All the documents and code used in this project can be found at [this] (https://github.com/gredoy/RDATA_P-2) ) Github repository. If the link does not work, please copy and paste the following url into your browser: https://github.com/gredoy/RDATA_P-2
In this analysis project, we explored the aftermath of severe weather events in the US over the past 60 years (1950-2011). We particularly consider the events that have caused the most harmful effects on human health (in terms of injury and fatatlity) and the greatest economic impact (interms of property and crop damage). After acquiring the data of about one million records, we pre-processed it by considering 28 well-defined major weather events and classifying the data accordingly. Any event that our search and match algorithm failed to identify was labelled as “other”. Next, we counted the occurence of each event, the total injuries and fatalities it caused, and the resultant total property and crop damage. We summed up the injuries and fatalities for a quantitative estimate of the effect on human lives and also determined the total economic cost of the event my adding up the proerty and crop damage costs. Our analysis revealed that tornado was the most the devastating event accounting for about 13,049 injuries and human lives. As for economy, flood had the most effect amounting to about 4,768 Trillion Dollars. In addition, we also determined that the event with the highest frequency in the United States was storm with over 96,000 counts.
Please note that, unless stated otherwise, all R codes in the Data Processing section of this report are not actually evaluated when generating the Rmd file to save time from the lengthy processing that is required
Starting at this point, the following R code chunks are evaluated in knitr when knitting the document
Read in the cleaned up data from the cleanData.csv file into R
newData <- read.csv("cleanData.csv")
The columns and data in the newData dataframe
names(newData)
## [1] "X" "weather" "incidentTotal" "fatalitiesTotal"
## [5] "injuriesTotal" "propDmgTotal" "cropDmgTotal" "damageTotal"
head(newData)
## X weather incidentTotal fatalitiesTotal injuriesTotal propDmgTotal
## 1 1 rain 5269 16 47 347421930
## 2 2 storm 96513 238 3707 11372508690
## 3 3 sun 19 33 129 144062000
## 4 4 cloud 2382 0 0 65100
## 5 5 hot 0 0 0 0
## 6 6 cold 1333 155 23 121883050
## cropDmgTotal damageTotal
## 1 126948800 2.187006e+12
## 2 6170401300 1.300294e+15
## 3 20000 1.727477e+09
## 4 0 6.023260e+07
## 5 0 0.000000e+00
## 6 9855050 1.643400e+11
Create a new data frame newData1 with an additional column that contains the total human injuries and fatalities due to each event
injuriesFatalitiesTotal <- newData$injuriesTotal + newData$fatalitiesTotal
newData1 <- cbind(newData[,2:3], newData$injuriesTotal,
newData$fatalitiesTotal, injuriesFatalitiesTotal,
newData[,6:8])
Re-name the columns in newData1
names(newData1) <- c("weather", "incidentCount", "injuries",
"fatalities", "injuryFatalityTotal",
"propertyDamage", "cropDamage", "damageTotal")

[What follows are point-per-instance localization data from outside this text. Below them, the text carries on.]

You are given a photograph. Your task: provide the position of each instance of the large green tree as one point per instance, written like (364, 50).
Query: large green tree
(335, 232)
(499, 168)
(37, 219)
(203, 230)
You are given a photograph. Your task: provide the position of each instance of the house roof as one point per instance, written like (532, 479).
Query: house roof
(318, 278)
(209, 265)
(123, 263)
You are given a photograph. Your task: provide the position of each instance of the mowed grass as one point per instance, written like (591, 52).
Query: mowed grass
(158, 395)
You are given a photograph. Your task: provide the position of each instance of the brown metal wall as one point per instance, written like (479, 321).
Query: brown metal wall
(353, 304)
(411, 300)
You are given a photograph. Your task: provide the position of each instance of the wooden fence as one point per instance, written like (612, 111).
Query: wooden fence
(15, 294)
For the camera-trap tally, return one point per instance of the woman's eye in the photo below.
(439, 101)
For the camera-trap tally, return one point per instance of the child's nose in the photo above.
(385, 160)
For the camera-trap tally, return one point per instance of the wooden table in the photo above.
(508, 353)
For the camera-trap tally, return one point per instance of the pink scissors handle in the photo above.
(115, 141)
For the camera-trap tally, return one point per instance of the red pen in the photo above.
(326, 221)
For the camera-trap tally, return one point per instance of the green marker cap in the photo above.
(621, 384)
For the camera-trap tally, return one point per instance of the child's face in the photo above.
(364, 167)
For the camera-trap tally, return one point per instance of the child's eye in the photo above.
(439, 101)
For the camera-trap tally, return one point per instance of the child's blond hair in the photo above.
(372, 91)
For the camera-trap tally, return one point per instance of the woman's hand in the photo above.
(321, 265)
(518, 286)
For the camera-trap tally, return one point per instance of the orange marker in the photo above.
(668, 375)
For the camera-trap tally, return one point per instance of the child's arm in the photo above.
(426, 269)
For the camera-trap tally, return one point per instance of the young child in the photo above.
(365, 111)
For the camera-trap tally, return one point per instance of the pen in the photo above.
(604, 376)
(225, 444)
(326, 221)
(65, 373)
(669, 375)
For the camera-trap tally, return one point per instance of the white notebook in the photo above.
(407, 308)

The columns and data in the newData1 dataframe
names(newData1)
## [1] "weather" "incidentCount" "injuries"
## [4] "fatalities" "injuryFatalityTotal" "propertyDamage"
## [7] "cropDamage" "damageTotal"
head(newData1)
## weather incidentCount injuries fatalities injuryFatalityTotal
## 1 rain 5269 47 16 63
## 2 storm 96513 3707 238 3945
## 3 sun 19 129 33 162
## 4 cloud 2382 0 0 0
## 5 hot 0 0 0 0
## 6 cold 1333 23 155 178
## propertyDamage cropDamage damageTotal
## 1 347421930 126948800 2.187006e+12
## 2 11372508690 6170401300 1.300294e+15
## 3 144062000 20000 1.727477e+09
## 4 65100 0 6.023260e+07
## 5 0 0 0.000000e+00
## 6 121883050 9855050 1.643400e+11
In determining events that are the most harmful with respect to human health, we would consider the injury and fatality data.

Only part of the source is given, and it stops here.